I have discovered that hitchhikers--at least many of those prone to leaving their marks on road-side light poles—as an aggregate are exceptional at coming up with colorful nicknames for themselves. Maybe it’s the frame of mind developed while standing out there for long stints fruitlessly flagging rides. Maybe some want to leave an otherwise anonymous “I was here” (e.g., pasó por aquí) record of themselves that today we call a “brand.” Maybe others prefer announcing their existence in obscurity because of some covert or clandestine motive. Maybe as risk-takers, some are compelled to take nicknames that fit their personality or particular condition. Maybe if examined by a sociologist, perhaps a more clinical conclusion, definitive diagnosis, or accurate analysis than any of these may emerge. In any case, contrary to one's given or first name (praenomen to you Romans of olde, or the agnomen bestowed on said Latin-Europeans as an honor from others other than mothers and fathers), these hitchhiker nicknames seem to be names more taken than given.
Anyway, having collected several hundred nicknames from light poles, I tried to organize them in some sort of order or groupings so they can be examined or simply better enjoyed. This has proved challenging. The easiest way was to arrange them chronologically as I collected them, and then in alphabetical order. But these approaches simply create laundry lists and mute the muses they trigger and stifle the music they make. So then I chose somewhat arbitrary, yet what seemed reasonable categories: animal, vegetable, mineral, drifter/traveler, spiritual/religious, celestial, druggie/trippy, Indian, rhymers, couples/groups, and the bizarre or disturbing.
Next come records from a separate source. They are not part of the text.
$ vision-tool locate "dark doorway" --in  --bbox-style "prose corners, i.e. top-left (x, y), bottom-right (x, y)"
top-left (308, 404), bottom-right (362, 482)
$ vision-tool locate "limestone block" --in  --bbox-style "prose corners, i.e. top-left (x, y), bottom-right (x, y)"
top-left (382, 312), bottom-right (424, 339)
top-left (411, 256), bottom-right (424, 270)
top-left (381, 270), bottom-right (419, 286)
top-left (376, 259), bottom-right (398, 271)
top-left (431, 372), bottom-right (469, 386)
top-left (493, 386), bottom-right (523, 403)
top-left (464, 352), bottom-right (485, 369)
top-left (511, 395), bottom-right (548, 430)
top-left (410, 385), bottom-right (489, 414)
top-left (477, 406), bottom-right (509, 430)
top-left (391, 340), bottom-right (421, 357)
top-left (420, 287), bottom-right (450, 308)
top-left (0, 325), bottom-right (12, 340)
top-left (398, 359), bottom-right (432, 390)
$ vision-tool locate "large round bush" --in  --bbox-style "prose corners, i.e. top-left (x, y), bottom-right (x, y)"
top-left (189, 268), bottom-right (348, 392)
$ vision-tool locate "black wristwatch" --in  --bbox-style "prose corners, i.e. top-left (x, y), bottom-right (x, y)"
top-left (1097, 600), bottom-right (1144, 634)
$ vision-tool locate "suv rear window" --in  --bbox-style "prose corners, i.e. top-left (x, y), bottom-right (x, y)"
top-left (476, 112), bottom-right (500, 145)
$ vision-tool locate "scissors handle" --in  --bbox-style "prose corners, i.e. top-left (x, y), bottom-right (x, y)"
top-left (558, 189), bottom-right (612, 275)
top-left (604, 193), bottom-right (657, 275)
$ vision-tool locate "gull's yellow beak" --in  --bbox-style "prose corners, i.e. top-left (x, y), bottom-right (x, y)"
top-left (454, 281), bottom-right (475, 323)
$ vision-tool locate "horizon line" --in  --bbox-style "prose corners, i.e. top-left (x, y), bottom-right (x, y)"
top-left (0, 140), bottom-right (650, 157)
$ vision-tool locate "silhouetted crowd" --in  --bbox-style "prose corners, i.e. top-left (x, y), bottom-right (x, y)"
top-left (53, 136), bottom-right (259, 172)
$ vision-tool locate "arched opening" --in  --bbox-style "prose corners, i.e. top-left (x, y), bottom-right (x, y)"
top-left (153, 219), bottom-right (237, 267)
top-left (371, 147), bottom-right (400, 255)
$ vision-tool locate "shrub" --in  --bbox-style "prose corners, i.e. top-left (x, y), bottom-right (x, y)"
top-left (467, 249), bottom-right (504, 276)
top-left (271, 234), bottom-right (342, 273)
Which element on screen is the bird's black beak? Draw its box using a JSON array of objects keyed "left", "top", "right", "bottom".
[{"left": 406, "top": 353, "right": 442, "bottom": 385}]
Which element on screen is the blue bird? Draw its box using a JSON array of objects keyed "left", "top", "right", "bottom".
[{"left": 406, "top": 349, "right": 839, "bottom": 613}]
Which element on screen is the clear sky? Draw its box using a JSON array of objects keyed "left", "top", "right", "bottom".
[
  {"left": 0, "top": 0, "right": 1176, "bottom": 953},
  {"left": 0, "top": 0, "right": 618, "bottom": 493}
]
There are also those I consider most intriguing and those which I cannot determine if they have typos in them or are wonderful double entendres or are otherwise plays on words.
This is the beauty and frustrating double-edged sword of logging hitchhiker inscriptions in general--did the author really mean what I think they meant to convey or were they merely semiliterate? (Is someone semiliterate or semi-illiterate or semilliterate?) I guess it depends on whether the class was half absent or half present (half full? halffull? halfull? halful? halfull? Or half empty? halfempty? haffempty? hafempty?) In any case, it is a ha'penny coin toss or for your thoughts on figuring how to fulfill these criteria). Or it is possible that the author had poor penmanship or the writing has faded or was otherwise obfuscated. In any case, the author is not available to provide insight, so I make the best guess I can.
A perfect example of this is misspelled, or perhaps cleverly devised nickname, “Newport Beach Phyco,” which I logged at the on-ramp at US 101 North in San Mateo, California. Did the hitchhiker intend to write “phyco,” or more likely attempt to spell “psycho,” and got it pathetically wrong? Or was the hitchhiker brilliant and spelled it correctly? “Phyco” is a term used by biologists when classifying seaweed--phycology being the study of seaweed and algae; organisms quite common to and ubiquitous around the Newport Beach area. So, was this hitchhiker from this Southern California coastal town a self-described so-called lunatic (psycho) or taking the nickname after the plant-like marine growths? I likely never will definitively know, but nothing to get lose sleep over or get psyched-out about.